What’s Electrophysiology?

EP Catheters in the hear

As a descriptive word, Electrophysiology sounds over-complicated.  When introducing myself to patients, I almost always refer to myself as a heart-rhythm specialist. Other doctors call us “EPs.”

EP–a much easier name–is a branch of cardiology that deals with the diagnosis and treatment of heart rhythm disorders. We do an extra year (or two) of training after the standard cardiology fellowship.

EP doctors do three things:

  • Ablate (Burn or freeze)
  • Implant and manage cardiac devices.
  • Take care of patients.

Ablate:

Catheter ablation is a procedure in which a small catheter is placed inside the heart (via a leg vein). The catheter has a 4-8 mm metal tip through which radio-frequency (or cryothermal) energy is delivered to selected parts of the heart. (The area to ablate is selected primarily by two simple strategies: vector analysis of the how the arrhythmia activates the heart (ie…north-south, east-west) and secondly, by moving the ablation catheter in a “warmer-colder” trial-and-error manner.) The 4-8 mm ablation lesions can eliminate rogue cells that have electrically run amok, or in the case of AF, isolate areas of the heart.

Catheter ablation is the only cardiac procedure that can be correctly called curative. (No, stents do not cure atherosclerosis.)

I learned ablation in the mid-1990s but did not start using it for atrial fibrillation until 2004. Over the past few years, AF-ablation has emerged as electrophysiology’s most exciting therapy. Here is a link to my atrial fibrillation page.

Devices:

The other procedural aspect of electrophysiology is implantation of cardiac devices. Pacemakers, Defibrillators (ICDs) and Cardiac Resynchronization Therapy (CRT=BiVentricular) are placed under the skin in the upper chest and are connected to wires that are snaked through veins and positioned into the heart for sensing, pacing and shock delivery.

iCD Leads

Although it takes time to learn the surgical installation process, and attention to detail to do it well, the far greater challenge in device management is skillfully applying these complex therapies in the management of patients–the judgment part.

In a selected group of patients, ICDs lower the risk of death. They are, however, associated with substantial risk to the patient. Here is the link to my ICD/Pacemakers archives. Also of interest are these posts on ICD complications. (I urge those interested in understanding the limitations of the ICD trials to read, Mark Josephson’s Critical Appraisal of ICDs in JACC-2008

Doctoring:

Electrophysiologists are not just proceduralists and installers. We are real medical doctors.

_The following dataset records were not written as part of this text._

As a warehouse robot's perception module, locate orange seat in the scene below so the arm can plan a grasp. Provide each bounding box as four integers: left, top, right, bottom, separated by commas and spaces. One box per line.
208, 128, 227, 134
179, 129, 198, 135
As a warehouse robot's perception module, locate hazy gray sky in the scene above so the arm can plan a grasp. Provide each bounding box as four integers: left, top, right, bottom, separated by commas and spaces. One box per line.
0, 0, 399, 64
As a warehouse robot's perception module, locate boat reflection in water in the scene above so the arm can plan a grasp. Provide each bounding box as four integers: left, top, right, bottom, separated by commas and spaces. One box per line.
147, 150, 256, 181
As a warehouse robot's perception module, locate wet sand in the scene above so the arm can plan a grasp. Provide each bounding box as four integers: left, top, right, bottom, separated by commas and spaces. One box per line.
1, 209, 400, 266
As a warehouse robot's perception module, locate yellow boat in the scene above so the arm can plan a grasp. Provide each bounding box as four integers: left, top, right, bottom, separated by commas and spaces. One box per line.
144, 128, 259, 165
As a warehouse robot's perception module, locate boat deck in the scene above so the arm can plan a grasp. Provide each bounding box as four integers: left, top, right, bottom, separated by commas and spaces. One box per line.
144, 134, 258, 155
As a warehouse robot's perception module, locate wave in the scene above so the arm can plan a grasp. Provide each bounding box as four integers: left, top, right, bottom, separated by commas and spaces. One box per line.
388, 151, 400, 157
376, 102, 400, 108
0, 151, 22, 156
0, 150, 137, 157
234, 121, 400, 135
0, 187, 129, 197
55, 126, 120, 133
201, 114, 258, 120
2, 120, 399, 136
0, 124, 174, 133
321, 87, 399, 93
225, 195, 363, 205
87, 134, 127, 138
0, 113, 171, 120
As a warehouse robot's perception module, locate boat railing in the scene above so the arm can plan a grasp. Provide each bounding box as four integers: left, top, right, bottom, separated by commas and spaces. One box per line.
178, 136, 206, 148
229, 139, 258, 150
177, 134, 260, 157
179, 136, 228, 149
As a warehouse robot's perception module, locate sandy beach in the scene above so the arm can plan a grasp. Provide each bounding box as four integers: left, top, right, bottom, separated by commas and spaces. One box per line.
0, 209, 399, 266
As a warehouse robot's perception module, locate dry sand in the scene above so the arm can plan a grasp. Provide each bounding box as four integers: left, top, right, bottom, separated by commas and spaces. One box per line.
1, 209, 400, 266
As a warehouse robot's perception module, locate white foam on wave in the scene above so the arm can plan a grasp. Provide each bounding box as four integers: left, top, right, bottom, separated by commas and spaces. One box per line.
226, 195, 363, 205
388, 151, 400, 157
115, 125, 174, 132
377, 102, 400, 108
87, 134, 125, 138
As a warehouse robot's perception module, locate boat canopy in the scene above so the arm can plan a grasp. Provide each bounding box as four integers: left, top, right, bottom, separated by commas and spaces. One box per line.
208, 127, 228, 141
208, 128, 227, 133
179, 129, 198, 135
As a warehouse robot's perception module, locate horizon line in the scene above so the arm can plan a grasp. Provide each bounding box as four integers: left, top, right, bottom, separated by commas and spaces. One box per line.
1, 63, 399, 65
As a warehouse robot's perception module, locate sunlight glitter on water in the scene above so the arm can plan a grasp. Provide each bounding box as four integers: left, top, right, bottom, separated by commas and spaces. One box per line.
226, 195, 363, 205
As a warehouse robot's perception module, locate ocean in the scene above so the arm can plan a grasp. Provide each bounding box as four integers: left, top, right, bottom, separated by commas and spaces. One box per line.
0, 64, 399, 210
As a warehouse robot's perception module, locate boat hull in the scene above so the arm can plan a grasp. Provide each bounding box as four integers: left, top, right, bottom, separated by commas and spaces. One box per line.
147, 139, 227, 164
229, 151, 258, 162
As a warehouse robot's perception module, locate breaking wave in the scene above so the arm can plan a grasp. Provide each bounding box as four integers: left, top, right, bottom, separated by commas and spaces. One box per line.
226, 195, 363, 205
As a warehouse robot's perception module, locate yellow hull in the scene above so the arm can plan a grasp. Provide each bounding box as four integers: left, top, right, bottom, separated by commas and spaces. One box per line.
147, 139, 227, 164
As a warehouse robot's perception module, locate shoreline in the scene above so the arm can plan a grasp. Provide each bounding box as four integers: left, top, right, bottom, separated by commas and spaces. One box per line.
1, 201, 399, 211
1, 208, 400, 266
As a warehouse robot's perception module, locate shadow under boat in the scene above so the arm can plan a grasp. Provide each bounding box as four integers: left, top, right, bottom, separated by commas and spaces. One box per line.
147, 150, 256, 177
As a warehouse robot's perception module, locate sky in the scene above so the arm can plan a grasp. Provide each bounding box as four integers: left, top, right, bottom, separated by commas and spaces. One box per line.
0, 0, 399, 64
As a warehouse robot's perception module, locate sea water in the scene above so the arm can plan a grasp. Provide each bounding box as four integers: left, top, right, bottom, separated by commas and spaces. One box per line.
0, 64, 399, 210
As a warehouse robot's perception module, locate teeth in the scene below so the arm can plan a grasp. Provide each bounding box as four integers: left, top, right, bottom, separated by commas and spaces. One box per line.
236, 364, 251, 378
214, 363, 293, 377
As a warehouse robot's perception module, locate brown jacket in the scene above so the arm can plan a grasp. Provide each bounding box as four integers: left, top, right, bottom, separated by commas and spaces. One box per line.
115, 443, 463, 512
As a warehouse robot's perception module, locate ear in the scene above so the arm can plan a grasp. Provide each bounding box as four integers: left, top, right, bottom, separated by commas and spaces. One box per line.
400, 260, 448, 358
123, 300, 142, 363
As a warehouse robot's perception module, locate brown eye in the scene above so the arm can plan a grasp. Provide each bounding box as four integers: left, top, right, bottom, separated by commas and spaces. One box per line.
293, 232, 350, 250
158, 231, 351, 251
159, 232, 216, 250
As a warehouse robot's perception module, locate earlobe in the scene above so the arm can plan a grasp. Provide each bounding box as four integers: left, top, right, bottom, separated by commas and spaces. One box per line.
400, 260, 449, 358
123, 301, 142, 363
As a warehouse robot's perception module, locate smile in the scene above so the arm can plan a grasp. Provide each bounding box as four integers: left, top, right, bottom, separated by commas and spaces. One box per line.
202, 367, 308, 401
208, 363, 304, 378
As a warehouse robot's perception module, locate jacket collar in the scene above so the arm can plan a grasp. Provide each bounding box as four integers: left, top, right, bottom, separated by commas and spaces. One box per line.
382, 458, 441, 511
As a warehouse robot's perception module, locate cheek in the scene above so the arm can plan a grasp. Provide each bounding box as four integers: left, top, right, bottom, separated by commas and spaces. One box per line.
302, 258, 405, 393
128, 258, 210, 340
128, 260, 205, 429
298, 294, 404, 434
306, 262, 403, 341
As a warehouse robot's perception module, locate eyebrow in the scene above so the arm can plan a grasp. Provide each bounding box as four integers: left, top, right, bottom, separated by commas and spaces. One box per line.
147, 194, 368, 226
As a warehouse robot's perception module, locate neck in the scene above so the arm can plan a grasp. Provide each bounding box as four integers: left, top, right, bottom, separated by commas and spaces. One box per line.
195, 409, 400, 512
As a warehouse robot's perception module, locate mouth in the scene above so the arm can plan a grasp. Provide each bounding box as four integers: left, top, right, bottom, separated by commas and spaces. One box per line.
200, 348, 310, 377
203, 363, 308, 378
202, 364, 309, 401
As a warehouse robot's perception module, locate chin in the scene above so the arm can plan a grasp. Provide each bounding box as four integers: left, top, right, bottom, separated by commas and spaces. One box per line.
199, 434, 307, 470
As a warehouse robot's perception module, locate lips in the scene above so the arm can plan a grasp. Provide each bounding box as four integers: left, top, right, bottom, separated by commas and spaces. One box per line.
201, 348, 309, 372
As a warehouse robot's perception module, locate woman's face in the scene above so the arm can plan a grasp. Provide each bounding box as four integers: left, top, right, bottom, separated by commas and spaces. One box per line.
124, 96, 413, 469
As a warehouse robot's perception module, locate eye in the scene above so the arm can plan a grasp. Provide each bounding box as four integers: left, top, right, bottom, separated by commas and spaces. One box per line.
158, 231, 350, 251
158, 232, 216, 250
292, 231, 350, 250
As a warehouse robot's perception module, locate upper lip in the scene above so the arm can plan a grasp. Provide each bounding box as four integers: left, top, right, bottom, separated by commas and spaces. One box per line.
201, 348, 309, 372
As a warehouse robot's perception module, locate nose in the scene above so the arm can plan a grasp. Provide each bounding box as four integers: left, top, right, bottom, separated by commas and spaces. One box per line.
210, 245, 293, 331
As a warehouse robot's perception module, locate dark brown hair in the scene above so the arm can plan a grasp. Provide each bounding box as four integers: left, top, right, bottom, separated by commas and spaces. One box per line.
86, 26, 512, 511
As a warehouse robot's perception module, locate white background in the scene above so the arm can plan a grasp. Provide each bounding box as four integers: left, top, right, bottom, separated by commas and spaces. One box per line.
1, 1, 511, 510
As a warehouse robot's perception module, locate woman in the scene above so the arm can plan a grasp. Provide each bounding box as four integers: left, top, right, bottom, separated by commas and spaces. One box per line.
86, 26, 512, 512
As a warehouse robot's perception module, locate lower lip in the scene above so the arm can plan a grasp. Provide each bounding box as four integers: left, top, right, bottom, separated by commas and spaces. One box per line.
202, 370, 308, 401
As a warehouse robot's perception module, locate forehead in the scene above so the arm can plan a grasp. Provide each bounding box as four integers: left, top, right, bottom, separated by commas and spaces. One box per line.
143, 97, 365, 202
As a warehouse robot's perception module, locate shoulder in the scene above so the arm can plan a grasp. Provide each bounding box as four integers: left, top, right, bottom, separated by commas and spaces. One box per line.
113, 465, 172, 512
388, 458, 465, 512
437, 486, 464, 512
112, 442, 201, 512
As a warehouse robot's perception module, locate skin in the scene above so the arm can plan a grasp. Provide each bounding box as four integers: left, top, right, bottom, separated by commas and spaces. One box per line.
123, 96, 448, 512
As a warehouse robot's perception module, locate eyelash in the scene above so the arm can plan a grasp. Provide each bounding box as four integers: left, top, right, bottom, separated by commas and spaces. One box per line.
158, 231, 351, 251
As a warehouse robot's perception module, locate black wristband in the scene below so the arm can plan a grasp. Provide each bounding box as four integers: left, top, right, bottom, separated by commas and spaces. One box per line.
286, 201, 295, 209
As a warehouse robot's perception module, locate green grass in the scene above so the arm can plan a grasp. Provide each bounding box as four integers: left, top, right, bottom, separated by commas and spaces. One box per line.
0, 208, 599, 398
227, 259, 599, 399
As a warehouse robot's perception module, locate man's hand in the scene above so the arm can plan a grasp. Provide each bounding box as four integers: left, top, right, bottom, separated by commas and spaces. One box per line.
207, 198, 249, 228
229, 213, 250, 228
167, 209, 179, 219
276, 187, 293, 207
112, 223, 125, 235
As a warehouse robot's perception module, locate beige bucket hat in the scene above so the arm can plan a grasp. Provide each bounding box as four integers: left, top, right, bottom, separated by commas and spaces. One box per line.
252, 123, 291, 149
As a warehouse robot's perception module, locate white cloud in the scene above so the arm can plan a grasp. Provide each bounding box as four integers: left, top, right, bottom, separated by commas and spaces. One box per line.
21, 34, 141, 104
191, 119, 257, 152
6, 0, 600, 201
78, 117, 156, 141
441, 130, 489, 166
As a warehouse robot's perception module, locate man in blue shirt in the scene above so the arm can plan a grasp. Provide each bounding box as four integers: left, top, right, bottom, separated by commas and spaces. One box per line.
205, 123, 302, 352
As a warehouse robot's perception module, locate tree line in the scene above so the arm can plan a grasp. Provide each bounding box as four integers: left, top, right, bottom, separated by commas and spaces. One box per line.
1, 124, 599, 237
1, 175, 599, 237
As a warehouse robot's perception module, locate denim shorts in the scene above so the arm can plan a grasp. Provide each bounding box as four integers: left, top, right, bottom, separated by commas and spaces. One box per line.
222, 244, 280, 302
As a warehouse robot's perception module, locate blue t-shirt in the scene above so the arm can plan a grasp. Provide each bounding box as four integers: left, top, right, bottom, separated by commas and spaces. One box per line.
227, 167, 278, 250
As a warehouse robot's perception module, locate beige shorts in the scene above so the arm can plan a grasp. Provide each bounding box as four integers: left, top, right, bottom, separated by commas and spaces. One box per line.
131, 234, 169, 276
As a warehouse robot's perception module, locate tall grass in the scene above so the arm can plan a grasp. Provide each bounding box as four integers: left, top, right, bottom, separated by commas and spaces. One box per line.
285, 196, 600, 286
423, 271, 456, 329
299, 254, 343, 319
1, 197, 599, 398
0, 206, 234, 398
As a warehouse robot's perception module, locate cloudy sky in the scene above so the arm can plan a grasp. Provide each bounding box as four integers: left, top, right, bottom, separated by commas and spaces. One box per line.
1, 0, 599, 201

In many cases, a heart rhythm problem results from a random event–a fluke. Supra-ventricular tachycardia (SVT), lone-AF in a young healthy person, and congenital AV-block are just three examples of many such hiccups of nature. These non-acquired (congenital) problems comprise a substantial portion of our practice. EP doctors are fortunate because we get to treat a wide range of patients: from the very young, with congenital disease, to the aged with the disease of excessive birthdays, and everywhere in between.

In other cases, the heart’s rhythm is affected by environmental factors, both cardiac and non-cardiac. For instance, hardening of the arteries and heart attacks cause heart rhythm problems. So does long-standing high blood pressure, diabetes, sleep disorders and bad lifestyle choices.

Understanding whether to use a catheter, a device, a medicine, or in some cases, none-of-the-above, requires us to listen to, exam, and talk with our patients. In other words…be a doctor.  The verb for this is doctoring, which I write about frequently. (Tags of archived posts similar to doctoring are at: ‘Joy of Medicine,’ medical-decision making, and General Medicine.)

Electrophysiology is a beautiful field because it mixes pharmacology, procedures, and old-fashioned doctoring to help people.